賃金以外のインセンティブを与えることによってやる気を引き出すことができれば、相対的人件費を下げることができる。

世界最大の小売りチェーンであるウォルマートは、賃金水準は低いが、株式を通じた利益分配を行うことによって賃金コストを下げ、従業員の企業への一体感を高めている。それが相対的人件費を下げるのに貢献している。利益分配の手段として株式による賞与制度が日本でもっと真剣に検討されてもよい。

物流サービス業で、ヤマト運輸がセールスドライバーを可能な限り正社員にしようとしているのも、相対的人件費に注目した施策である。相対的人件費に注目すれば、仮に人件費の絶対水準が高くても、企業としては生産性を上げることができる。逆に目先の人件費を下げることがかえって相対的人件費の上昇をもたらす可能性すらある。

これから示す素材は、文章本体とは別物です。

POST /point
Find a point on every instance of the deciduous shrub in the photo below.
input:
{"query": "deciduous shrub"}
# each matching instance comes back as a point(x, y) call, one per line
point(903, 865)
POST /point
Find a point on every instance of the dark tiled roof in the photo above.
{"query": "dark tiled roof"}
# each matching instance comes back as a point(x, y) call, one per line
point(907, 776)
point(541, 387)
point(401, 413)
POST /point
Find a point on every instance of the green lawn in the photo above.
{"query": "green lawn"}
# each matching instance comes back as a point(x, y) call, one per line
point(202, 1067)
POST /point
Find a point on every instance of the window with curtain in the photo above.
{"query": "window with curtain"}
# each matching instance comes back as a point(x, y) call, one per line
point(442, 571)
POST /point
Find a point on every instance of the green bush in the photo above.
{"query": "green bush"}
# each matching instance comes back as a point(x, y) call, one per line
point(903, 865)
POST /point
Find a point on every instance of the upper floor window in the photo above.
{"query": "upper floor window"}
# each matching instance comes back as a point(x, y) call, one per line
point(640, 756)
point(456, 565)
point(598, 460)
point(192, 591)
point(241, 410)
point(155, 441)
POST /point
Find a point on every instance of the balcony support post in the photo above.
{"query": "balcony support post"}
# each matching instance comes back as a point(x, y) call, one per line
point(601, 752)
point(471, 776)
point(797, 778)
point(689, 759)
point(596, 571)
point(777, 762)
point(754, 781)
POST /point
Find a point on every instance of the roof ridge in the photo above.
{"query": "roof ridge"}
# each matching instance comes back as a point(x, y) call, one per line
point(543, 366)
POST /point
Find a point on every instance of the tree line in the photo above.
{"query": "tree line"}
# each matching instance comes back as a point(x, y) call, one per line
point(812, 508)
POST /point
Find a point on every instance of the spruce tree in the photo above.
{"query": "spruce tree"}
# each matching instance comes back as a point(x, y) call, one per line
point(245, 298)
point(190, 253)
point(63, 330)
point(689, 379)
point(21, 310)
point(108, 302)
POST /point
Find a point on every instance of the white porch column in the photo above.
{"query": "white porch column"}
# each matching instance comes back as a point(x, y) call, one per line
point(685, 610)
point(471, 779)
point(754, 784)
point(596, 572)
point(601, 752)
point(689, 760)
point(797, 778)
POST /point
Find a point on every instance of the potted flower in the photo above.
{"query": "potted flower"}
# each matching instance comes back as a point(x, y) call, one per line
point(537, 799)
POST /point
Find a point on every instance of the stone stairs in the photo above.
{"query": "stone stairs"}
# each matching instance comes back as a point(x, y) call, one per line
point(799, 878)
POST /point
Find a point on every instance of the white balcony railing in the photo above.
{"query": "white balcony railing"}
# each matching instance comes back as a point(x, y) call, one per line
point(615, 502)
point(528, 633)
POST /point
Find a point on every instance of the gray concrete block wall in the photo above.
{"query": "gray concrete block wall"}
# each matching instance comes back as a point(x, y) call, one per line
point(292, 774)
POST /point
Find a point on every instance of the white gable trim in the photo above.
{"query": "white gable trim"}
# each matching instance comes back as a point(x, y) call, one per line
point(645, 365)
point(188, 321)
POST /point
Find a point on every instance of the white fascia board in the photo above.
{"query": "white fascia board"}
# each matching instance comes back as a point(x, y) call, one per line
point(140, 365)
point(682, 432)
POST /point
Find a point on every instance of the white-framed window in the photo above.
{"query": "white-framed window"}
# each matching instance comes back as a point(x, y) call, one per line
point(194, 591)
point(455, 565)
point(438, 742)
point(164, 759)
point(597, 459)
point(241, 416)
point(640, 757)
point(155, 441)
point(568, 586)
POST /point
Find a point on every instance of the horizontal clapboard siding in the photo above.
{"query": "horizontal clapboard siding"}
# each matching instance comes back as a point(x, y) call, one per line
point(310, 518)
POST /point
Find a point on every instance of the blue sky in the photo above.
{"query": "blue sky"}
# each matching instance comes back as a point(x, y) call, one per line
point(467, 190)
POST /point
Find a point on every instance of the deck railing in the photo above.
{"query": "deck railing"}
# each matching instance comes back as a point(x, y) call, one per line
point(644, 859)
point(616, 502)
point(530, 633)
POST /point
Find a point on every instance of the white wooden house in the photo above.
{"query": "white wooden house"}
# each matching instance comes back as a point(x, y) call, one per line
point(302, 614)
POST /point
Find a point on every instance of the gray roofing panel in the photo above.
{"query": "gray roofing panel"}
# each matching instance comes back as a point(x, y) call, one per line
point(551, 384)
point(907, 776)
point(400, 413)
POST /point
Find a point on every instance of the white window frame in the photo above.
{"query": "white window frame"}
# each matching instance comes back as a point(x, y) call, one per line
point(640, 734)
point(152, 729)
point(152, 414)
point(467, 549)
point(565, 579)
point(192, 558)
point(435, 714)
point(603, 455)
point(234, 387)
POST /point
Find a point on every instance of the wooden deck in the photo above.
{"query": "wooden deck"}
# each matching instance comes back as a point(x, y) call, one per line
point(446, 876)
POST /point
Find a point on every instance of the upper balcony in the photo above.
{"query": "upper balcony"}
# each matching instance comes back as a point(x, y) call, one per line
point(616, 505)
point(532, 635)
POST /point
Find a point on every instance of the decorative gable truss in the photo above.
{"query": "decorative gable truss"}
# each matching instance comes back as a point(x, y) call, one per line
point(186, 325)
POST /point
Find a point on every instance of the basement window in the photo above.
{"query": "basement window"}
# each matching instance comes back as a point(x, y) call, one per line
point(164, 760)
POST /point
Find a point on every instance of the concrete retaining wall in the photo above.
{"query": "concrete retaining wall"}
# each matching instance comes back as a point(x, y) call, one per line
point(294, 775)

ここでも目先のコストダウンがかえってコストを上げるという逆説が起こる可能性がある。働く人々にとって魅力的な賃金を支払い、かつ相対的人件費を抑えるという方策をとる小売企業が増えれば、小売業は学生にとってもっと魅力的な就職先となるであろう。

そのほかにも相対的人件費を下げる方法がある。場合によっては賃金を下げても、就職先としての魅力を高めることができる。働くことによって能力が高まる場合である。P&Gは賃金は低いけれども、同社で働けば、企画能力が高まり、転職後の給料が高くなるということを売りにしている。

かつての日本の流通業は、独立して商業をしたいという希望を持つ人材を集めていた。